Por Silvana de Oliveira – Perita Judicial, Grafotécnica, Especialista em Provas Digitais e Investigação Forense

A evolução tecnológica tem imposto ao Direito o desafio constante de adaptação dos meios de prova à realidade digital. Nesse contexto, a blockchain desponta como uma das tecnologias mais relevantes para a preservação da integridade, autenticidade e imutabilidade das informações, especialmente no tratamento de provas digitais.
Esse entendimento ganhou destaque a partir de decisão do Tribunal Superior Eleitoral (TSE), nos autos do processo nº 0600234-58.2024.6.13.0312, ao reconhecer que a coleta de provas por meio de blockchain é capaz de garantir a integridade e a imutabilidade das informações.



Blockchain como meio de preservação da prova digital
A blockchain pode ser compreendida, de forma didática, como um livro-razão digital distribuído, no qual cada registro é encadeado ao anterior por meio de técnicas criptográficas. Uma vez inserida, a informação não pode ser alterada sem que toda a rede perceba a modificação, o que confere elevado grau de confiabilidade ao registro.
No campo probatório, isso significa que:
- o conteúdo coletado é registrado com carimbo temporal (timestamp);
- há rastreabilidade da origem e do momento da coleta;
- qualquer tentativa de alteração posterior é detectável;
- o registro pode ser verificado independentemente por terceiros.
Essas características dialogam diretamente com os princípios da cadeia de custódia da prova digital, exigindo que o dado permaneça íntegro desde a coleta até sua apresentação em juízo.
O posicionamento do TSE e seus reflexos jurídicos
Ao reconhecer a validade da coleta de provas via blockchain, o TSE sinaliza uma abertura institucional relevante para a aceitação de métodos tecnológicos avançados no processo judicial, especialmente em matérias sensíveis como a eleitoral, onde autenticidade e confiabilidade da informação são cruciais.
Esse entendimento reforça que a blockchain:
- não é apenas um recurso tecnológico,
- mas um instrumento apto a atender exigências jurídicas, como integridade da prova, confiabilidade do método e transparência procedimental.

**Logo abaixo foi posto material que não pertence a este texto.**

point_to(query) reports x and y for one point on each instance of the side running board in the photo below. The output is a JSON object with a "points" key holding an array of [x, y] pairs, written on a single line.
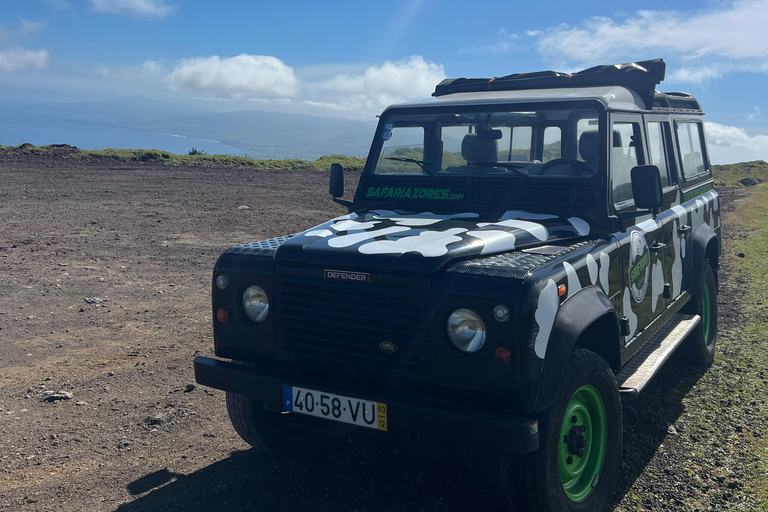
{"points": [[639, 370]]}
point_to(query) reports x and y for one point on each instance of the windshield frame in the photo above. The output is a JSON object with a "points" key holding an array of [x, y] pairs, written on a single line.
{"points": [[486, 107], [469, 186]]}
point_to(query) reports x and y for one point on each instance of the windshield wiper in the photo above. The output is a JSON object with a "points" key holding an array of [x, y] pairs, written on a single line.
{"points": [[507, 166], [420, 163]]}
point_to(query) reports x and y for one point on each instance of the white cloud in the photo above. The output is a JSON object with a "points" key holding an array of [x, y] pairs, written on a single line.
{"points": [[734, 31], [696, 75], [19, 58], [244, 76], [29, 27], [379, 86], [26, 28], [729, 144], [144, 8], [151, 66], [504, 43]]}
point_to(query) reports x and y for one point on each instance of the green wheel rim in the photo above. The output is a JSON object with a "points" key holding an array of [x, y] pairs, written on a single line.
{"points": [[583, 443], [706, 315]]}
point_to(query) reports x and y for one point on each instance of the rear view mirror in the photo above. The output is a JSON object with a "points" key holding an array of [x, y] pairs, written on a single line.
{"points": [[489, 134], [646, 187], [336, 187]]}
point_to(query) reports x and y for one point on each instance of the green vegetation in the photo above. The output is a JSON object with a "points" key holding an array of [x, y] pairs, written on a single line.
{"points": [[199, 158], [741, 375], [742, 174], [732, 175]]}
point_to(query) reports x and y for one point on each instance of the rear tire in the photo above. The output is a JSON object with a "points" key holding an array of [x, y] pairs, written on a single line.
{"points": [[574, 469], [699, 347], [273, 432]]}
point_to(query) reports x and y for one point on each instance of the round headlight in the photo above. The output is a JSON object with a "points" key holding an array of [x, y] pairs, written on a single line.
{"points": [[255, 303], [466, 330]]}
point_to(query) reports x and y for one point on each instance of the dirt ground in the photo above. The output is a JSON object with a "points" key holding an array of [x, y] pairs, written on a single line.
{"points": [[105, 294]]}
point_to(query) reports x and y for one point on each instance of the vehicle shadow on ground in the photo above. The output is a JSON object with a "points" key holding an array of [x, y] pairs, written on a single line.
{"points": [[366, 471], [358, 471], [648, 417]]}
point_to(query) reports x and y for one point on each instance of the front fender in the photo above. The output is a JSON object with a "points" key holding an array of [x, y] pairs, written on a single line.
{"points": [[589, 307]]}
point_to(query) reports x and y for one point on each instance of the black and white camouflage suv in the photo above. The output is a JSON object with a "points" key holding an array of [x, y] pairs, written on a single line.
{"points": [[522, 253]]}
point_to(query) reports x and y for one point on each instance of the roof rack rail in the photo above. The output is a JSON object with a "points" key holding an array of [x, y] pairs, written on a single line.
{"points": [[675, 101], [642, 77]]}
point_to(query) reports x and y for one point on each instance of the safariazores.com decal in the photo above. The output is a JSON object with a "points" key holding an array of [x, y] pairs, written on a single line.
{"points": [[429, 235], [415, 193]]}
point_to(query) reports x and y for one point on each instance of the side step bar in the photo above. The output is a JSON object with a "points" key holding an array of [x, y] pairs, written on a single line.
{"points": [[639, 370]]}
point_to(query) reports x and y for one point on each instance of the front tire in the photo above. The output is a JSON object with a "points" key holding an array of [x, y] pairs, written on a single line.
{"points": [[577, 462], [273, 432]]}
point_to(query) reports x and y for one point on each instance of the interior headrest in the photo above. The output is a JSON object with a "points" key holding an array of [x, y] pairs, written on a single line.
{"points": [[589, 146], [474, 149]]}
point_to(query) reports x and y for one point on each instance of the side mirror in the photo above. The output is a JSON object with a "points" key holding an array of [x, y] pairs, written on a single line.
{"points": [[646, 187], [336, 187]]}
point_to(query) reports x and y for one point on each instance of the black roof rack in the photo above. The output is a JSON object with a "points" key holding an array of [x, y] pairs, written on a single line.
{"points": [[641, 76], [675, 101]]}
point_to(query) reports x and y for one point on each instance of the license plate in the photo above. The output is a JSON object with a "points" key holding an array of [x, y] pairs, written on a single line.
{"points": [[363, 413]]}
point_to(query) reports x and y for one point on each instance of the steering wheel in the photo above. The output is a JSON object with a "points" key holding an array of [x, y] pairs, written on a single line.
{"points": [[578, 167]]}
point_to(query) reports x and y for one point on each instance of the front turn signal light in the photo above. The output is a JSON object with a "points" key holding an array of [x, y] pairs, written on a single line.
{"points": [[503, 355]]}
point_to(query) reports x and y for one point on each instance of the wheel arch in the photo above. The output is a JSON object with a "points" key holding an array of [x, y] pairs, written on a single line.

Na prática, o Tribunal reconhece que a tecnologia pode atuar como uma camada adicional de segurança probatória, reduzindo riscos de adulteração, questionamentos quanto à autenticidade e fragilidades na custódia da informação digital.
Prova digital, cadeia de custódia e segurança jurídica
A decisão do TSE converge com normas técnicas e boas práticas já consolidadas no campo da perícia digital, como:
- preservação da integridade lógica dos dados;
- documentação do procedimento de coleta;
- rastreabilidade dos atos realizados sobre a prova;
- possibilidade de auditoria posterior.
A blockchain, nesse cenário, funciona como um cofre transparente: protege o conteúdo, mas permite que qualquer interessado verifique se o lacre foi violado. Isso fortalece a segurança jurídica, tanto para o Judiciário quanto para as partes.
Impactos para a advocacia, perícia e compliance digital
O reconhecimento institucional do uso da blockchain como meio idôneo de coleta probatória tende a impactar diretamente:
- a atuação de peritos e assistentes técnicos, que passam a dispor de ferramenta robusta para preservação de evidências;
- a advocacia, especialmente na produção, impugnação e validação de provas digitais;
- programas de compliance, governança e investigação defensiva, que demandam registros confiáveis e auditáveis;
- a discussão sobre LGPD e proteção de dados, uma vez que integridade e rastreabilidade também são princípios relevantes na gestão responsável da informação.
A manifestação do TSE nos autos nº 0600234-58.2024.6.13.0312 representa mais do que um precedente isolado: indica um movimento de amadurecimento do Judiciário brasileiro diante das tecnologias emergentes aplicadas à prova digital.
A blockchain, quando corretamente utilizada, deixa de ser apenas inovação tecnológica e passa a ocupar espaço como instrumento legítimo de garantia da verdade processual, reforçando a confiabilidade, a transparência e a segurança das decisões judiciais.